By Melinda Brown, Main Street Manager, Plainview

“Let me tell you the secret that has led me to my goal—my strength lies solely in my tenacity.” ~ Louis Pasteur

Conrad Lofts, downtown Plainview’s newest affordable rental housing unit converted from an old Hilton Hotel, is the strength of a community working together and most importantly, city leaders refusing to take no for an answer.

Picture of an empty room

“I told Mike Fox, (Plainview Economic Development Executive Director) ‘no’ several times when he called me about this property,” says Daniel Sailler, MRE Capital Co-Founder. “He finally convinced me to visit the property and when my business partner Jake and I saw it, we knew it was a good project.”

The project is the fifth Hilton Hotel built by Conrad Hilton in the United States, and opened in 1929. The premiere hotel for its day—it was located by a Greyhound bus station—featured a store where travelers could purchase knick-knacks and souvenirs, a ballroom for events, and a private club.

The hotel continued to be open until the 1970s and then sat abandoned for more than 30 years. Plans for renovations were discussed and several years ago, a group of volunteers began cleaning up the building. While plans were made, finances were short.

About this time, Texas began offering historic tax credits. MRE Capital saw an opportunity to fund projects in Texas and city leaders looked to make these projects known.

Picture of an empty room

While the spaces are utilized differently than they were 70-plus years ago, the ballroom was renovated to look the same and some of the building’s original glass windows also still fill the panes. Other restored features include the atrium, handrails, windows, and the floors in the lobby. The lobby floors were restored by a gentleman in Amarillo whose grandfather had helped lay the original lobby floors.

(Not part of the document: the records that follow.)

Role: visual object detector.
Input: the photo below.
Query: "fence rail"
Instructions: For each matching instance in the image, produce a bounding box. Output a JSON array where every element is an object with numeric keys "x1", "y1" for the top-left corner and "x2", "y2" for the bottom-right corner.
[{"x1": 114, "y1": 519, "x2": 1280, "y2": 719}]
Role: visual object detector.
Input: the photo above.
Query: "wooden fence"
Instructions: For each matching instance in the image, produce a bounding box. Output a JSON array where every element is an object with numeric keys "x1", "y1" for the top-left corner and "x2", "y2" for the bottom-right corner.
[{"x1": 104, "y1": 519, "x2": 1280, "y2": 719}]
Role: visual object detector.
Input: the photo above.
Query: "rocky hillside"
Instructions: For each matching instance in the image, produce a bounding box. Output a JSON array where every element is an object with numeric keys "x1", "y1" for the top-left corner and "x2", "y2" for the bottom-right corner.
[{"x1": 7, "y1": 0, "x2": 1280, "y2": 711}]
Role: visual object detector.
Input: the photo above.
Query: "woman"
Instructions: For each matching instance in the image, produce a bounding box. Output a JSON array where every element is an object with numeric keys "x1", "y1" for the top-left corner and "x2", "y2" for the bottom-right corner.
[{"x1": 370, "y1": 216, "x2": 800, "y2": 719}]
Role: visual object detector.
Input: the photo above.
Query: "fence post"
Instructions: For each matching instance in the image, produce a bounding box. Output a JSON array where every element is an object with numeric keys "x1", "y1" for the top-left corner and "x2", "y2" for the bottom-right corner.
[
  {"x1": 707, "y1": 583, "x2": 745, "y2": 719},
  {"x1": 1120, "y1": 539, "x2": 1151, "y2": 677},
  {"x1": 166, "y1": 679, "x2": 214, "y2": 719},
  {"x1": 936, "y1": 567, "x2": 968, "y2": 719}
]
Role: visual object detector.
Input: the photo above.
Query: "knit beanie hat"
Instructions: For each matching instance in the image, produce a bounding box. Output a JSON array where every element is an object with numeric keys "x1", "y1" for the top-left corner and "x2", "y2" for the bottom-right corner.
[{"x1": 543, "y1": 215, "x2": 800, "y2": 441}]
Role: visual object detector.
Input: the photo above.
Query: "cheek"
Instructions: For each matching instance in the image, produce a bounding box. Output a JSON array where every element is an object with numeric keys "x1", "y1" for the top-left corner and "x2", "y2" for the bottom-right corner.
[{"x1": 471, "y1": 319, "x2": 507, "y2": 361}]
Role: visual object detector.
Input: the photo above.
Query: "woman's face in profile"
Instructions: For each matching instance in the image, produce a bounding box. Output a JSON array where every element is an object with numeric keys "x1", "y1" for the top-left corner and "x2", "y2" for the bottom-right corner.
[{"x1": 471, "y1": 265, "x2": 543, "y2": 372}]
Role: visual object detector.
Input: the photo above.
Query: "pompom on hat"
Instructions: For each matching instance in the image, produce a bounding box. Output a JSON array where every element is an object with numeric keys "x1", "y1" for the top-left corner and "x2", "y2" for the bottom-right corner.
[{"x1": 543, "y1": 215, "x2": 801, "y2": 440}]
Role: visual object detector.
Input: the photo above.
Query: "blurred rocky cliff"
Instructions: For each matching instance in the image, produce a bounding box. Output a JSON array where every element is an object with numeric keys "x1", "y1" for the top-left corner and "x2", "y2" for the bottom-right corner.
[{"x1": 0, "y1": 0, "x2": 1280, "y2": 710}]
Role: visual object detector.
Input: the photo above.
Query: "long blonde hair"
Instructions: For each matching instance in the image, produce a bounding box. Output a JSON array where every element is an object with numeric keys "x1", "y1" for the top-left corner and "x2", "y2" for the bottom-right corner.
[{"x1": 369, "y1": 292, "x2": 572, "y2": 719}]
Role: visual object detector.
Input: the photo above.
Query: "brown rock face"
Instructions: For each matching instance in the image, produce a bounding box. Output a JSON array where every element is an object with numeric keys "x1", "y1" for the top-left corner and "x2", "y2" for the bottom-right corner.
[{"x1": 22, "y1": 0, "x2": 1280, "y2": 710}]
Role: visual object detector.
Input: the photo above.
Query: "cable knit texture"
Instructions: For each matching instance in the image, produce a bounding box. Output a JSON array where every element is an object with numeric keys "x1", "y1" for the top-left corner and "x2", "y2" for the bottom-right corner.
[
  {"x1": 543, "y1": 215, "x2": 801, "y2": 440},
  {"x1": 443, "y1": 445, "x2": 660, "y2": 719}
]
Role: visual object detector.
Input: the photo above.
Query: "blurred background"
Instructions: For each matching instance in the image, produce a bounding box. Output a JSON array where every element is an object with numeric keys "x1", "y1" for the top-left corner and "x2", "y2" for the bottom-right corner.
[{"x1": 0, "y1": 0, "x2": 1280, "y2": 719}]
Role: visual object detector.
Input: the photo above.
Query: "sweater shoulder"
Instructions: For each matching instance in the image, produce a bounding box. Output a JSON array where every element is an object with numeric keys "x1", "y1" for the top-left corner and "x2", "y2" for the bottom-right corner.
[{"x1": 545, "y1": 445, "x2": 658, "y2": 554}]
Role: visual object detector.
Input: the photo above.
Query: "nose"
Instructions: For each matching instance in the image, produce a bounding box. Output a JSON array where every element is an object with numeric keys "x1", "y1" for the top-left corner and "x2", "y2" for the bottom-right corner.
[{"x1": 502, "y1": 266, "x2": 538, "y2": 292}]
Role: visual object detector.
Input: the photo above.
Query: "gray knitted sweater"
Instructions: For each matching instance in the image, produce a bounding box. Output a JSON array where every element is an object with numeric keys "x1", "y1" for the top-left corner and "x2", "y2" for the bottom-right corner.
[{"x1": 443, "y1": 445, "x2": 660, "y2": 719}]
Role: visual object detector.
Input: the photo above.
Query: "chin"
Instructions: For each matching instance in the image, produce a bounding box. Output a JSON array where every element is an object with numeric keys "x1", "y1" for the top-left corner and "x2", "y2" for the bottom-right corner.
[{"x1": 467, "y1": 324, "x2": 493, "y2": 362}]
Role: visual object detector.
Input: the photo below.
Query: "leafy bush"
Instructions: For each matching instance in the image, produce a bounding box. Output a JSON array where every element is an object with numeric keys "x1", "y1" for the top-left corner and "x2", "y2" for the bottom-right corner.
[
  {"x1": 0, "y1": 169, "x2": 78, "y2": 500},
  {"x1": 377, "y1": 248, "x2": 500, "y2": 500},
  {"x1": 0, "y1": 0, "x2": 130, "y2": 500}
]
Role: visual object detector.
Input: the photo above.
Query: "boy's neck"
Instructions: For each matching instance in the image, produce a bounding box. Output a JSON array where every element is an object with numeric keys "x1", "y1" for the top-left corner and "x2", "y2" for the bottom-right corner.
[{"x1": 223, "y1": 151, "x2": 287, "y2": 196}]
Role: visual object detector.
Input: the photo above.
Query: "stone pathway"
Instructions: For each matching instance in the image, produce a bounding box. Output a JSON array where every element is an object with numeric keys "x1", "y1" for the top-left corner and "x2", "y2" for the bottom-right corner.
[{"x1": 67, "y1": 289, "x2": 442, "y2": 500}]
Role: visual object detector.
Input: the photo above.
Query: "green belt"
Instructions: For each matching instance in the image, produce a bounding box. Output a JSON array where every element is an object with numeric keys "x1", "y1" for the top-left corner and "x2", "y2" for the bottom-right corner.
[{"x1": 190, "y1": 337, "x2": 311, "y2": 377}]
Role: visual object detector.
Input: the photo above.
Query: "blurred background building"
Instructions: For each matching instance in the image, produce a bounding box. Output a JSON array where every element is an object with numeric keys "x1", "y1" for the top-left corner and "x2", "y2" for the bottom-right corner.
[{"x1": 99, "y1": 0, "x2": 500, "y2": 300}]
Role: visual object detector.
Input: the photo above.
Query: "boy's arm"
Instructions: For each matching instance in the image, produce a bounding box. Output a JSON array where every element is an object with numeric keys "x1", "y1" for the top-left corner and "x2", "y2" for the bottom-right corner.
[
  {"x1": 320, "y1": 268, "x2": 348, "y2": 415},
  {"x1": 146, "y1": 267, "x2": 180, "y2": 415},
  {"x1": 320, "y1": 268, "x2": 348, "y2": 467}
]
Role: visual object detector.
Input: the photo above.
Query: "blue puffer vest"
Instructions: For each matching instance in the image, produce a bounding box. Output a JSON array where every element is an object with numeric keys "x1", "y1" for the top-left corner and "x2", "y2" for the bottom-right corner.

Inside the building’s west entrance sits a painting that decorated the lobby many years ago. Harley Redin, well-known former Wayland Baptist University basketball coach, said the painting was passed on from a bank storage vault to him for safe keeping many years ago. In early April, he and his wife, Wilda, returned it for display inside the Conrad Lofts.

Only a couple of years from beyond disrepair, the process to restore the building started off well. The roof and the “bones” of the building were in good shape. As with many construction projects, it took longer than expected and cost more than anticipated, but the results speak for themselves.

The affordable housing projects contain 29 apartments including studios and one, two, and three bedroom units ranging from 796-1,900 square feet. The large open floorplans include fully equipped kitchens with a garbage disposal, dishwasher, microwave oven, refrigerator, and stove/oven. Each home also has ceiling fans and includes a washer/dryer.

Picture of the inside of a building

“The group effort of the Plainview EDC, city, county, and citizens of Plainview is what made this project a reality. We look forward to seeing its success in downtown Plainview for many decades,” said Sailler.

About the Texas Main Street Program

The national Main Street revitalization effort for historic downtowns was formed more than 35 years ago, and there has been a statewide Texas program since that time operating through the Texas Historical Commission. The Texas Main Street Program is one of the oldest and largest in the nation, with 90 fully designated communities. The program was brought to Texas by Anice Read, a former member of the Texas Historical Commission, who also served as first director of the state Main Street effort in 1981.